The geographical distribution of % of hospital cost outliers relative to all hospitalised patients is present in Figure 1.
The cost outliers (CO) and cost inliers (CI) according to patient socio-demographic and health characteristics are compared in Table 3.
The highest difference between inliers’ and outliers’ costs was observed in Portugal, where outliers’ costs were more than 14 times higher than inliers’ costs. This difference was associated with four patient characteristics (LOS, BMI, NH, Gender). The significant difference between inliers’ and outliers’ patient characteristics was also observed in Belgium, Estonia, Spain, France and Denmark (more than 8). The lowest difference was observed in Greece, with outlier costs higher six times compared to inlier costs and with five patient characteristics statistically significantly differentiating in-patient and outpatient costs (LOS; NH; DW; SV; Cancer). The minor difference between outliers’ and inliers’ costs was also observed in Poland, Switzerland and Austria.
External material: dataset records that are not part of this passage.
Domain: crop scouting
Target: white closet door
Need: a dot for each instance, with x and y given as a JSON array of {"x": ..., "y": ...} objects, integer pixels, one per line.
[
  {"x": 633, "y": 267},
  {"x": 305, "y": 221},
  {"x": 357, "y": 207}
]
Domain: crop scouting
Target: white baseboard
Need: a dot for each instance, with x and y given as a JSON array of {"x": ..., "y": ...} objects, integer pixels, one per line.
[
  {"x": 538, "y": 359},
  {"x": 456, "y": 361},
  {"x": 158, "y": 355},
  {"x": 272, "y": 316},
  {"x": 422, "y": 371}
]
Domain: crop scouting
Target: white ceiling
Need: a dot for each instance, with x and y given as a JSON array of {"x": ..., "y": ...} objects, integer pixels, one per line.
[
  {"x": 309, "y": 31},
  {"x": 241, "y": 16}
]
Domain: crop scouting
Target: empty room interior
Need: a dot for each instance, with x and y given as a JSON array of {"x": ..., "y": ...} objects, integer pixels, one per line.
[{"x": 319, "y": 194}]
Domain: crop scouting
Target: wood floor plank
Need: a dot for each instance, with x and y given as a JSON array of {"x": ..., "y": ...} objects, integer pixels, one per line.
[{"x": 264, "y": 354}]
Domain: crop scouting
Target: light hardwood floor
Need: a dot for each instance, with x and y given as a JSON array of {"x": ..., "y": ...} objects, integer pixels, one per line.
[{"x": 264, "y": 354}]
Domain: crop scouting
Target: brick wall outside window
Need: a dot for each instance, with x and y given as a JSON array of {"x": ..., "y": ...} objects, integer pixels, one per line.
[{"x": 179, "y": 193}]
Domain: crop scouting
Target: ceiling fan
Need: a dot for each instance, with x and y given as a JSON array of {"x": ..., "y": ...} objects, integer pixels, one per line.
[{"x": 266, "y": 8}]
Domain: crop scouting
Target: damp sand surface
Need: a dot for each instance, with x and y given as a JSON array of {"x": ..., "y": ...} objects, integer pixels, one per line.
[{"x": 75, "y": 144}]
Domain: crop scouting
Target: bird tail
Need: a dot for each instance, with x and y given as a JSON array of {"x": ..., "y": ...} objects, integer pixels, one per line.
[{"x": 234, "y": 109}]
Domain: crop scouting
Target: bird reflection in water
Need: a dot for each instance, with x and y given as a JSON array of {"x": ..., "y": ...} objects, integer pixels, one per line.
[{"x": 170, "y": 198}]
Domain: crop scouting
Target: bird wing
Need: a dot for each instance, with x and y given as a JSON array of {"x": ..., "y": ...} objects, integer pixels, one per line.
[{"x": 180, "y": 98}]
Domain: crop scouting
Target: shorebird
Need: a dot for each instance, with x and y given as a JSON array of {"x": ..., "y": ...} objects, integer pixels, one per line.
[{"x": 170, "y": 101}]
We analysed all countries using univariate linear regression models in the next step. We used a univariate logistic regression with all the variables, and the odds ratios (ORs) for each variable are presented in Table 4. Difficulties with walking 100 m significantly increased the cost of health care, having the highest OR coefficient. The second-highest coefficient was reached by the variable “Hardly ever, or never” regarding the number of vigorous activities in daily life, confirming the importance of sport activity in decreasing the cost of care. The number of chronic diseases influenced cost outliers (OR = 1.173, CI 95%: [1.134–1.214]). The kind of chronic diseases was also important. For “cancer”, OR was 2.029 (CI 95%: [1.683–2.446]); for “chronic lung disease”, OR was 1.540 (CI 95%: [1.276–1.859]); for “diabetes”, OR was 1.541 (CI 95%: [1.315–1.806]); for “stroke“, OR was 2.258 (CI 95%: [1.856–2.746]); that is, high-cost outliers were more likely to happen in these chronic diseases. On average, the LOS OR was 1.224 (CI95%: [1.210–1.239]) and, for the number of nights stayed in the hospital, 1.385 (CI 95%: [11.349–1.421]). The least-active people had significantly more high-cost outliers than more-active people (OR = 2.813, CI 95%: [2.269–3.486]). Furthermore, people with difficulties walking 100 m were clearly more likely to have high-cost outliers (OR = 3.305, CI 95%: [2.868–3.809]) compared to those without such problems. Regarding the job status, permanently sick or disabled individuals have more high-cost outliers than other groups (OR = 1.811, CI95%: [1.416–2.317]). Considering gender, we did not find significant differences between women and men. Women had an adjusted OR of 1.055 (not statistically significant, CI95%: [0.917–1.213]). We also found that factors such as age, BMI, hypertension and high blood cholesterol were unimportant.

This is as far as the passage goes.